From: Joshua Watt <jpewhacker@gmail.com>
Message-ID: <1509397459.6057.20.camel@gmail.com>
Subject: Re: NFS Force Unmounting
To: "J. Bruce Fields" <bfields@fieldses.org>
Cc: linux-nfs@vger.kernel.org
Date: Mon, 30 Oct 2017 16:04:19 -0500
In-Reply-To: <20171030202045.GA6168@fieldses.org>
References: <1508951506.2542.51.camel@gmail.com>
         <20171030202045.GA6168@fieldses.org>
Content-Type: text/plain; charset="UTF-8"
Mime-Version: 1.0
Sender: linux-nfs-owner@vger.kernel.org

On Mon, 2017-10-30 at 16:20 -0400, J. Bruce Fields wrote:
> On Wed, Oct 25, 2017 at 12:11:46PM -0500, Joshua Watt wrote:
> > I'm working on a networking embedded system where NFS servers can
> > come
> > and go from the network, and I've discovered that the Kernel NFS
> > server
> 
> For "Kernel NFS server", I think you mean "Kernel NFS client".
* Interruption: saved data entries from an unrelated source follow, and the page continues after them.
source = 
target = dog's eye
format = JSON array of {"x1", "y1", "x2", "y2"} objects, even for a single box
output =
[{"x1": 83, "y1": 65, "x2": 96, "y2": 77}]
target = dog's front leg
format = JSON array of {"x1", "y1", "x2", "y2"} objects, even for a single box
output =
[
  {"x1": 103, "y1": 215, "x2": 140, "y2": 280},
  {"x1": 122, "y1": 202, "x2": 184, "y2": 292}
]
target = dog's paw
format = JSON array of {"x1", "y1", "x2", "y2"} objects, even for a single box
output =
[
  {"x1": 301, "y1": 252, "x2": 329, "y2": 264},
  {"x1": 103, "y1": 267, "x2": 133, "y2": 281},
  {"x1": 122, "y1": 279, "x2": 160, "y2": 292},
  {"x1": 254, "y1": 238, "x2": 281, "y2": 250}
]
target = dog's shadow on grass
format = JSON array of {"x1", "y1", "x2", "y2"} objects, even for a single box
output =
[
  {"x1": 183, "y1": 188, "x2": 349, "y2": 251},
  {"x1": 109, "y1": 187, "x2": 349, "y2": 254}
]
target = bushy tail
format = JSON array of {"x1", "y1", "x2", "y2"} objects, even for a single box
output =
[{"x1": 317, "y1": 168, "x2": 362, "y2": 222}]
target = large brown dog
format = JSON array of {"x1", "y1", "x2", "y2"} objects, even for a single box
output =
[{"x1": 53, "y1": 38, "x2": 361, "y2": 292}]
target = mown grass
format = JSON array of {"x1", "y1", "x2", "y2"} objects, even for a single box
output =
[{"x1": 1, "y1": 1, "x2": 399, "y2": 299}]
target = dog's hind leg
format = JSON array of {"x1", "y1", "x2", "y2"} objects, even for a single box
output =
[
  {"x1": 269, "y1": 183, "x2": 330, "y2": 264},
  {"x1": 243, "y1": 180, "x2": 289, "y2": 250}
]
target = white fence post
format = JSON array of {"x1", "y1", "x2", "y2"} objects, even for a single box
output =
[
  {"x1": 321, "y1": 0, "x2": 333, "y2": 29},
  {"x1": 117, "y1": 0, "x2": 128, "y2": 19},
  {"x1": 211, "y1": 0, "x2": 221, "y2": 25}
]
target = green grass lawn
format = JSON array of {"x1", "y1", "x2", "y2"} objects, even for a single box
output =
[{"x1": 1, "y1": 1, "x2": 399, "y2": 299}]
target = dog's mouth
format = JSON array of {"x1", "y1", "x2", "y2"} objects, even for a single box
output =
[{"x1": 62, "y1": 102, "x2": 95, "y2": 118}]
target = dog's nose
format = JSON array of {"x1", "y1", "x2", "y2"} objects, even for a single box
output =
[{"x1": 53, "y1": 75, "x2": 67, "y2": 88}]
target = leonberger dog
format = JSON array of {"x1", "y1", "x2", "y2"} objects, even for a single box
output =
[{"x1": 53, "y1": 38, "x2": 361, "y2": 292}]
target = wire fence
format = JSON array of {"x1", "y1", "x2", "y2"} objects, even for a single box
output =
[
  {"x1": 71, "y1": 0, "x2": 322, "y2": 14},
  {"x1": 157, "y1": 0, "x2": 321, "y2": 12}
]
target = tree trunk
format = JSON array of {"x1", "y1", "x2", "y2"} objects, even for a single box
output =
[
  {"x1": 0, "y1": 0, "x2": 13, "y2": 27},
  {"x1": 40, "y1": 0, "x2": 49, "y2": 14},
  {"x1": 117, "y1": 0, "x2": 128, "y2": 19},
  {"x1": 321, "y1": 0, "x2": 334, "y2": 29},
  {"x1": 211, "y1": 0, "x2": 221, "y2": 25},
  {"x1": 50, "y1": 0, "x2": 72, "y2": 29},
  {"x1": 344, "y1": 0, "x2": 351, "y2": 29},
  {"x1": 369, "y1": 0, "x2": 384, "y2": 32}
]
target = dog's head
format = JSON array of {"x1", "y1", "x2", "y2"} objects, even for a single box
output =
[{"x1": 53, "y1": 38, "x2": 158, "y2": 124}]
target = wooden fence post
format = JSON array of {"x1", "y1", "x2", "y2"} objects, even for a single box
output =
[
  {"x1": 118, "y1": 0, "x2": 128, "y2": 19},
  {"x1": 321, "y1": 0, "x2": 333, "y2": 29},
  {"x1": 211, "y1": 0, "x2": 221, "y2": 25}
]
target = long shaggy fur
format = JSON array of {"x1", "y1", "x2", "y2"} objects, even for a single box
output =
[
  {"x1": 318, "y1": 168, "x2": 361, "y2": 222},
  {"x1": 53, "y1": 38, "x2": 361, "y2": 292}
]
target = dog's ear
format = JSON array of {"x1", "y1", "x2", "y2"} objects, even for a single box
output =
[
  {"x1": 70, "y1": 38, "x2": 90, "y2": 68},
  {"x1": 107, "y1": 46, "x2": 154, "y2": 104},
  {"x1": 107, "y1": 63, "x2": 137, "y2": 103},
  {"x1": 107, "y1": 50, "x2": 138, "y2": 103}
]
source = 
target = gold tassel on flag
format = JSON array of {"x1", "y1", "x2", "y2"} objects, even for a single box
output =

Yes, sorry. I was digging through the code and saw "struct nfs_server",
which is really "The local client object that represents the remote
server", and it inadvertently crept into my e-mail.

> 
> > make it difficult to cleanup applications in a timely manner when
> > the
> > server disappears (and yes, I am mounting with "soft" and
> > relatively
> > short timeouts). I currently have a user space mechanism that can
> > quickly detect when the server disappears, and does a umount() with
> > the
> > MNT_FORCE and MNT_DETACH flags. Using MNT_DETACH prevents new
> > accesses
> > to files on the defunct remote server, and I have traced through
> > the
> > code to see that MNT_FORCE does indeed cancel any current RPC tasks
> > with -EIO. However, this isn't sufficient for my use case because
> > if a
> > user space application isn't currently waiting on an RCP task that
> > gets
> > canceled, it will have to timeout again before it detects the
> > disconnect. For example, if a simple client is copying a file from
> > the
> > NFS server, and happens to not be waiting on the RPC task in the
> > read()
> > call when umount() occurs, it will be none the wiser and loop
> > around to
> > call read() again, which must then try the whole NFS timeout +
> > recovery
> > before the failure is detected. If a client is more complex and has
> > a
> > lot of open file descriptor, it will typical have to wait for each
> > one
> > to timeout, leading to very long delays.
> > 
> > The (naive?) solution seems to be to add some flag in either the
> > NFS
> > client or the RPC client that gets set in nfs_umount_begin(). This
> > would cause all subsequent operations to fail with an error code
> > instead of having to be queued as an RPC task and the and then
> > timing
> > out. In our example client, the application would then get the -EIO
> > immediately on the next (and all subsequent) read() calls.
> > 
> > There does seem to be some precedence for doing this (especially
> > with
> > network file systems), as both cifs (CifsExiting) and ceph
> > (CEPH_MOUNT_SHUTDOWN) appear to implement this behavior (at least
> > from
> > looking at the code. I haven't verified runtime behavior).
> > 
> > Are there any pitfalls I'm oversimplifying?
> 
> I don't know.
> 
> In the hard case I don't think you'd want to do something like
> this--applications expect mounts to be stay pinned while they're
> using
> them, not to get -EIO.  In the soft case maybe an exception like this
> makes sense.

Yes, I agree... maybe it should only do anything in the "soft" case (at
least, that works for my use case), however as a bit of a counter
argument, you *can* get -EIO even when mounted with "hard" because
nfs_umount_begin() still calls rpc_killall_tasks(), which will abort
any *pending* operations with -EIO, just not any future ones.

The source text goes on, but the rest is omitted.